Pence, en el Congreso.
Reuters
Trump había reclamado a Pence que impidiera la certificación de la victoria de Biden.

El vicepresidente de Estados Unidos, Mike Pence, rechazó este martes activar la 25ª enmienda de la Constitución para apartar a Donald Trump de la presidencia antes de que expire su mandato.

En una carta remitida a la presidenta de la Cámara de Representantes, la demócrata Nancy Pelosi, Pence declaró: "No creo que ese curso de acción sea en el mejor interés de nuestra nación o consistente con nuestra Constitución".

La presión sobre Pence había aumentado después de que el 6 de enero una muchedumbre de partidarios de Trump asaltara el Congreso de Estados Unidos cuando estaba reunido para certificar la victoria de Joe Biden en las elecciones.

Los demócratas acusan a Trump, que se dirigió a los asaltantes aquel día, de haber incitado una "insurrección" y habían reclamado a Pence que activara la 25ª enmienda constitucional, que permite apartar al presidente del cargo cuando el vicepresidente y otros 8 miembros del gabinete declaran que no está en condiciones de cumplir con sus responsabilidades.

Pelosi había anunciado que si Pence no daba ese paso, la mayoría demócrata en la Cámara de Representantes sometería a votación el miércoles un nuevo "impeachment" contra Trump, lo que lo convertiría en el primer presidente de la historia que afronta dos veces el juicio político que contempla como máximo castigo su destitución.

En su carta a la líder demócrata en la Cámara, Pence recuerda, sin mencionar a Trump, que no se plegó a las "presiones" para que bloqueara la certificación de la victoria de Biden.

"La semana pasada no cedí a la presión para que ejerciera el poder más allá de mis facultades constitucionales para determinar el desenlace de la elección, y no cederé ahora a los esfuerzos en la Cámara de Representantes para jugar partidas políticas en un momento tan serio para la vida de nuestra nación", señala la misiva.

La negativa de Pence cierra casi definitivamente la puerta a una de las vías que se habían discutido para que Trump salga del poder antes del 20 de enero, cuando se debe inaugurar la presidencia de Biden.

Pero después del intento violento de sus partidarios de interrumpir la actividad del Congreso, que dejó cinco muertos, los demócratas no quieren esperar y buscan que Trump, a quien Pelosi conisdera un "desequilibrado", deje la Casa Blanca lo antes posible.

Guardia Nacional deslegada en Washington.
EPA
Los incidentes del pasado 6 de enero han obligado a reforzar la seguridad de cara a la inauguración de Biden.

Les queda la vía del juicio político, que en Estados Unidos se compone de dos fases fundamentales, la acusación o "impeachment", que aprueba por mayoría simple la Cámara de Representantes.

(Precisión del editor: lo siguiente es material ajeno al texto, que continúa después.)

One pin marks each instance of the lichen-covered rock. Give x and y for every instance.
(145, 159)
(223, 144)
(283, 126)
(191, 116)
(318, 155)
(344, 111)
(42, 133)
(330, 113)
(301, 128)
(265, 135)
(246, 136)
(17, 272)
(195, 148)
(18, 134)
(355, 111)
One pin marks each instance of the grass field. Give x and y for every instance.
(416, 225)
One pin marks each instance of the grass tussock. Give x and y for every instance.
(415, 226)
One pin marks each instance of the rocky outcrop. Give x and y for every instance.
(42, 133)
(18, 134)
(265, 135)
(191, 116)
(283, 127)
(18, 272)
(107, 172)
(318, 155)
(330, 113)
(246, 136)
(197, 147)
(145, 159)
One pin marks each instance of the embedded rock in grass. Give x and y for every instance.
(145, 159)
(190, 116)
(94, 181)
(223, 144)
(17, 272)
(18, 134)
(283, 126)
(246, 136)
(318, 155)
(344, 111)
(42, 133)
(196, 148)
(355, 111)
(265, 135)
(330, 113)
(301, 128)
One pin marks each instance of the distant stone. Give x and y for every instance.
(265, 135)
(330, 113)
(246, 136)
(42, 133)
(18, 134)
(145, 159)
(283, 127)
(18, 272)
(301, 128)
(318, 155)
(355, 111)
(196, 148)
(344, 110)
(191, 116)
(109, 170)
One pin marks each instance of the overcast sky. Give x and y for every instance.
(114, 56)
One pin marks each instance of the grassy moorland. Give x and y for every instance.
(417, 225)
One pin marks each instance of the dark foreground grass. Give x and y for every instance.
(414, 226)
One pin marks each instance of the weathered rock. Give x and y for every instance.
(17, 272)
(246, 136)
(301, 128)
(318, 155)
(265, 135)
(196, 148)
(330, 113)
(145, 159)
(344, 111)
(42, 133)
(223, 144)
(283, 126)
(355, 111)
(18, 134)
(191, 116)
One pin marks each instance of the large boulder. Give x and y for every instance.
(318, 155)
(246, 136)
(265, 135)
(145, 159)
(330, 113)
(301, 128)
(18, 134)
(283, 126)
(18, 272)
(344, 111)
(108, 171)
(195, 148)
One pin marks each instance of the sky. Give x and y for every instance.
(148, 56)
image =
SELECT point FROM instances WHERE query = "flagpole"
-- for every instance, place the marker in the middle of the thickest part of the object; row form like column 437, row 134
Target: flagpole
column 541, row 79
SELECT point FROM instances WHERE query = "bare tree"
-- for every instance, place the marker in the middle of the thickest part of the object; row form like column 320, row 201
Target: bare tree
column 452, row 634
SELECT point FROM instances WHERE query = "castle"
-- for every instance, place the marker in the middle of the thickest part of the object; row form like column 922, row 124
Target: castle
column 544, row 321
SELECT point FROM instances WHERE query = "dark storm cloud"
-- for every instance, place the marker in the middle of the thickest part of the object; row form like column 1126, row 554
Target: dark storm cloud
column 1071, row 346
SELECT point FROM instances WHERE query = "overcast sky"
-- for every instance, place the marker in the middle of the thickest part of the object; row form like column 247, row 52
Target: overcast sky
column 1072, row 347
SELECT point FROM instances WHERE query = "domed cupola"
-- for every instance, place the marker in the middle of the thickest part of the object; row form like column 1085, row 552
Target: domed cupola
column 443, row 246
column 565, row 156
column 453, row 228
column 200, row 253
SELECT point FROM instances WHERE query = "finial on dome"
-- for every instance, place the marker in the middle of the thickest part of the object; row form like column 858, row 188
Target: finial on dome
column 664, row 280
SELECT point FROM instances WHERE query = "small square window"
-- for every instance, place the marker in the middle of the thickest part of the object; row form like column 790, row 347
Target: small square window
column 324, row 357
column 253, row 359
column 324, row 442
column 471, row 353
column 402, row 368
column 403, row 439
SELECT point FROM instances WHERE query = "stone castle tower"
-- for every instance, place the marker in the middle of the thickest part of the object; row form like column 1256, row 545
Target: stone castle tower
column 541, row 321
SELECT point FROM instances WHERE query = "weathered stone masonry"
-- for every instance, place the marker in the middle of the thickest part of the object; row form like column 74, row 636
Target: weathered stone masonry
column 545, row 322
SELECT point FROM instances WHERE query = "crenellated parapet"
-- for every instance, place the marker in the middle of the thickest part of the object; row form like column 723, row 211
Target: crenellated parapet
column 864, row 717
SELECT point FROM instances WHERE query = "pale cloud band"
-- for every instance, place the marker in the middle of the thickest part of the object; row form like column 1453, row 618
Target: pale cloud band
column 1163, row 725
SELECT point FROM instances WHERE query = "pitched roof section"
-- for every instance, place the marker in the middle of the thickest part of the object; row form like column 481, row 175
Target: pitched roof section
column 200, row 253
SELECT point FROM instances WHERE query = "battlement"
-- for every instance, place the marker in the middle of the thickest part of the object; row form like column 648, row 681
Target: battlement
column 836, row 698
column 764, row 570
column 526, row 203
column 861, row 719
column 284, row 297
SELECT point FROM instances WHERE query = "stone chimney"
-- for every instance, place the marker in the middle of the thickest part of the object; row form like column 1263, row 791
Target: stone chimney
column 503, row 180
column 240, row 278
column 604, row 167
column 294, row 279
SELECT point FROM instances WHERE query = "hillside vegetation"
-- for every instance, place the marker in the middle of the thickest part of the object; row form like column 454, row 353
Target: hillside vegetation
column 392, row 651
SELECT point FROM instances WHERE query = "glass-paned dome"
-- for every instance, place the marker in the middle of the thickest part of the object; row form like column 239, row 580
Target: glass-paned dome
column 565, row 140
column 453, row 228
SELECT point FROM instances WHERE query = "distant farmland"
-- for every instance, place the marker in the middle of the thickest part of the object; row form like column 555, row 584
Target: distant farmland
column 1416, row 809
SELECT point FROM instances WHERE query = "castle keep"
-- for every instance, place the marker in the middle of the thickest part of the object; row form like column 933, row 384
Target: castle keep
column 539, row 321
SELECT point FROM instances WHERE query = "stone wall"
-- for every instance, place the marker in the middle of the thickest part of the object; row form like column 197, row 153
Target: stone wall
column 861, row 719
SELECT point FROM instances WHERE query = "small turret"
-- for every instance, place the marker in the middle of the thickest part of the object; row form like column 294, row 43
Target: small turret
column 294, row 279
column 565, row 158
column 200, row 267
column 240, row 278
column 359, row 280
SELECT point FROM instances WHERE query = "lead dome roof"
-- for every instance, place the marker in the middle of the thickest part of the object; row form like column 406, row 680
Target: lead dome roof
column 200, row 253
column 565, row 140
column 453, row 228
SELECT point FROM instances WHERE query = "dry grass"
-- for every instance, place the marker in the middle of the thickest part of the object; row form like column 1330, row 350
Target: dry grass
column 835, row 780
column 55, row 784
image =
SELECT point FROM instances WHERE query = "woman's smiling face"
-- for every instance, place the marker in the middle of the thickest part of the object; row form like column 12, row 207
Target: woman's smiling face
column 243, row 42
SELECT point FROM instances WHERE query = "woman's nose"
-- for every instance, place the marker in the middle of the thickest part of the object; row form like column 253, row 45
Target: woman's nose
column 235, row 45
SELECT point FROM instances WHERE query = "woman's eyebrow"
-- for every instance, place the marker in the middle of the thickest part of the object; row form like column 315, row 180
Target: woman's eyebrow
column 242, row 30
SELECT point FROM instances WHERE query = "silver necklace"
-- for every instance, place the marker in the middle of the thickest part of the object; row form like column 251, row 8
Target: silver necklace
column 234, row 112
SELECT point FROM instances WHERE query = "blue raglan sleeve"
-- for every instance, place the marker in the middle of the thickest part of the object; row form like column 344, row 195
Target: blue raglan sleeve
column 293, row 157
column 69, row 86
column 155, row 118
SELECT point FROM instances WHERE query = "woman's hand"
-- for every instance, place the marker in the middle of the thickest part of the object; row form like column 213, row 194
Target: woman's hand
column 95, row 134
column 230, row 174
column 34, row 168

Y al Senado corresponde la fase del juicio propiamente dicho y eventual condena por mayoría de dos tercios.

Un grupo de parlamentarios demócratas ya introdujeron esta semana el artículo de "impeachment" contra el presidente por "incitación a la insurrección".

En el intento anterior el año pasado, tras ser aprobado el "impeachment" en la Cámara de Representantes, la mayoría republicana en el Senado exoneró a Trump y le permitió continuar en el poder.

La crisis política en Estados Unidos sigue, en cualquier caso, envuelta en la incertidumbre. En el caso de que el "impeachment" salga adelante, dados los plazos, es poco probable que el juicio en el Senado pudiera resolverse antes de que el mandato de Trump expire en unos pocos días.